Bully/victim relationships are commonplace and recurrent occurrences in childhood and 
adolescence and can contribute to a child’s feeling of safety in the school environment (Olweus, 
2001; Smith, 2000). Olweus (1995) identified negative actions, as making faces or dirty gestures, 
intentional exclusion from a group, hurtful words, and physical contact. As defined by Craig, 
Henderson, and Murphy (2000) and consistent with the perspective of Elinoff , Chafouleas, and 
Sassu (2004), bullying behaviors may be physical or verbal, and include social exclusion. Both 
direct behaviors (physical attack, name-calling) as well as indirect behaviors (spreading rumors) 
constitute acts of bullying. In a nationwide sample of U.S. public school students, 25% of middle 
and junior high school students reported deliberately avoiding specific locations in the school 
(e.g., hallways, restrooms) to protect themselves. Approximately 10% of African American and 
Latino students indicated they stayed home from school due to worry over being targeted. (U.S. 
Department of Education, 1993) 

The most commonly used instruments to measure bully/victim conflicts are the Olweus 
Bully/Victim Questionnaire (OBVQ) and the Revised Olweus Bully/Victim Questionnaire. 

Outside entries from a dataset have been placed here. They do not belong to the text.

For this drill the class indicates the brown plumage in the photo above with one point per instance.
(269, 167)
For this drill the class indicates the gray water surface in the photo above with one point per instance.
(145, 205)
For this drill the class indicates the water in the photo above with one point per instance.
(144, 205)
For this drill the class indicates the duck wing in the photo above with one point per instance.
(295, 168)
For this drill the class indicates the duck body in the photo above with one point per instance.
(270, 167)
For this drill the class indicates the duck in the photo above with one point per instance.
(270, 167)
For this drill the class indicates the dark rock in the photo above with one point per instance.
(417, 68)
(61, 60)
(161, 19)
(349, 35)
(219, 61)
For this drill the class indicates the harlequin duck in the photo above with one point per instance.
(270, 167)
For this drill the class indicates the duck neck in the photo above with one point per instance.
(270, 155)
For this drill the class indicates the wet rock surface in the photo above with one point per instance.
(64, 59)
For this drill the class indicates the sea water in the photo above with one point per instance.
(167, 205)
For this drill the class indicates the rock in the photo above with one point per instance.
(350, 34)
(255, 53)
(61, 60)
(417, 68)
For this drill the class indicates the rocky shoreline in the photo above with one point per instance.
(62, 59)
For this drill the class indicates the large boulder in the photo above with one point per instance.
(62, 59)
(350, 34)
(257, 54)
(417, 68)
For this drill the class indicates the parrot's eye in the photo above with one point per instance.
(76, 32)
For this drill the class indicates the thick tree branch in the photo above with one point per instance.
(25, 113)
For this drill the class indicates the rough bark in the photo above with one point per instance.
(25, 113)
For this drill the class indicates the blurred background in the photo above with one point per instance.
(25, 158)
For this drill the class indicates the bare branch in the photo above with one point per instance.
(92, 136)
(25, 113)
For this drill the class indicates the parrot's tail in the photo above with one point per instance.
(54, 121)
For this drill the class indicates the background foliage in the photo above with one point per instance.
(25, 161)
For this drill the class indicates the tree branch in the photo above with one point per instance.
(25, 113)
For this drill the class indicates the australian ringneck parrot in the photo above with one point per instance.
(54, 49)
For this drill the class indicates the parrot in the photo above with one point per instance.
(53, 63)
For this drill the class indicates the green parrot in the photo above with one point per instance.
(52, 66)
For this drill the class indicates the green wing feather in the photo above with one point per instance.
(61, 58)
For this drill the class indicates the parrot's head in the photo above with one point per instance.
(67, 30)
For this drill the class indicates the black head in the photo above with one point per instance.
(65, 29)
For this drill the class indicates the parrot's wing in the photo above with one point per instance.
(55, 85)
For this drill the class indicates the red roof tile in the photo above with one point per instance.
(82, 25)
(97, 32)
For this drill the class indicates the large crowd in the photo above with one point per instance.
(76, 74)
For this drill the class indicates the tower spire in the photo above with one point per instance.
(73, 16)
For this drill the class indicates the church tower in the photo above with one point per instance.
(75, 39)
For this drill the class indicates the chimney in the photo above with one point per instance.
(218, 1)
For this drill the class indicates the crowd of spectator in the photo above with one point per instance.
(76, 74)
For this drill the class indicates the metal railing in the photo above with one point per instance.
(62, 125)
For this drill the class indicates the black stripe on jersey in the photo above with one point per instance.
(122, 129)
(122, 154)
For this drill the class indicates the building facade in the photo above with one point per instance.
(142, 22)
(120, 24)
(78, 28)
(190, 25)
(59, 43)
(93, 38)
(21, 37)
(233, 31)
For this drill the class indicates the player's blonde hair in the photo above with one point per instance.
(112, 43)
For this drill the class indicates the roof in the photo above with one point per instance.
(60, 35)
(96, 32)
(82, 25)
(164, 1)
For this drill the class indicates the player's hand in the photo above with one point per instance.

Chan, Myron and Crawshaw (2005) noted few studies addressed the reliability and validity of 
the Olweus questionnaire, and reported the development of the non-anonymous School Life 
Survey (SLS) with improved reliability, validity and features designed to resolve the shortfalls of 
the Olweus questionnaire. Unfortunately, no fit statistics were reported for either instrument. 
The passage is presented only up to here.